For me, the cost of a professional and the work involved would be well worth the not having to "not visit" or always keep the dogs separated.


----------



## 3GSD4IPO (Jun 8, 2016)

There is another option.. board your dog or get a pet sitter for your dog and not bring your dog on these visits.


----------



## Toedtoes (Sep 25, 2021)

True. In this case, I would do a pet sitter rather than boarding. If the dog is anxious in a mult-dog setting , a boarding facility could very easily make it worse. And while the dogs are (should under all circumstances) separate, often it is by a chain link fence - which allows the dogs to see each other which can again increase the anxiety, especially during feeding.


----------



## 3GSD4IPO (Jun 8, 2016)

A good boarding facility will have half height "fight barriers" along part of the kennel runs (usually the inside part of the run) so the dog can escape the multi fog kennel environment and eat food w/o seeing other dogs. 
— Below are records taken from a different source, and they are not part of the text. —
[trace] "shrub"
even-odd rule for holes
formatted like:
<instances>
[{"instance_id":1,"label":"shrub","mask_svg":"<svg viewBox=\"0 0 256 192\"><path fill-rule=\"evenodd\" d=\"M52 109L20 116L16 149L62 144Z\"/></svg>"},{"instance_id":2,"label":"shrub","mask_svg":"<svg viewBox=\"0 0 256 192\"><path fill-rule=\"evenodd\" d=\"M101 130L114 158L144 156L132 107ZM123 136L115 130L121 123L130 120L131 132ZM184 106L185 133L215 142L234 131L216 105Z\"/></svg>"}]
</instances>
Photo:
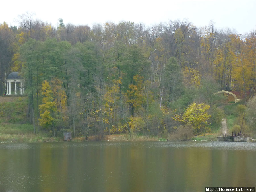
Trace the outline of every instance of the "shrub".
<instances>
[{"instance_id":1,"label":"shrub","mask_svg":"<svg viewBox=\"0 0 256 192\"><path fill-rule=\"evenodd\" d=\"M192 126L186 125L179 126L168 139L171 140L186 141L190 140L193 136Z\"/></svg>"}]
</instances>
Every puppy I get I board at a good kennel when they are 6 months old just to show them this. It gives the dog that experience should "something" happen (natural disaster, escape and picked up by animal control etc.) and they end up in that situation. Because I come get them at the end it also shows them I will be back.


----------



## Khecha Wacipi (Oct 10, 2021)

3GSD4IPO said:


> A good boarding facility will have half height "fight barriers" along part of the kennel runs (usually the inside part of the run) so the dog can escape the multi fog kennel environment and eat food w/o seeing other dogs.
> 
> Every puppy I get I board at a good kennel when they are 6 months old just to show them this. It gives the dog that experience should "something" happen (natural disaster, escape and picked up by animal control etc.) and they end up in that situation. Because I come get them at the end it also shows them I will be back.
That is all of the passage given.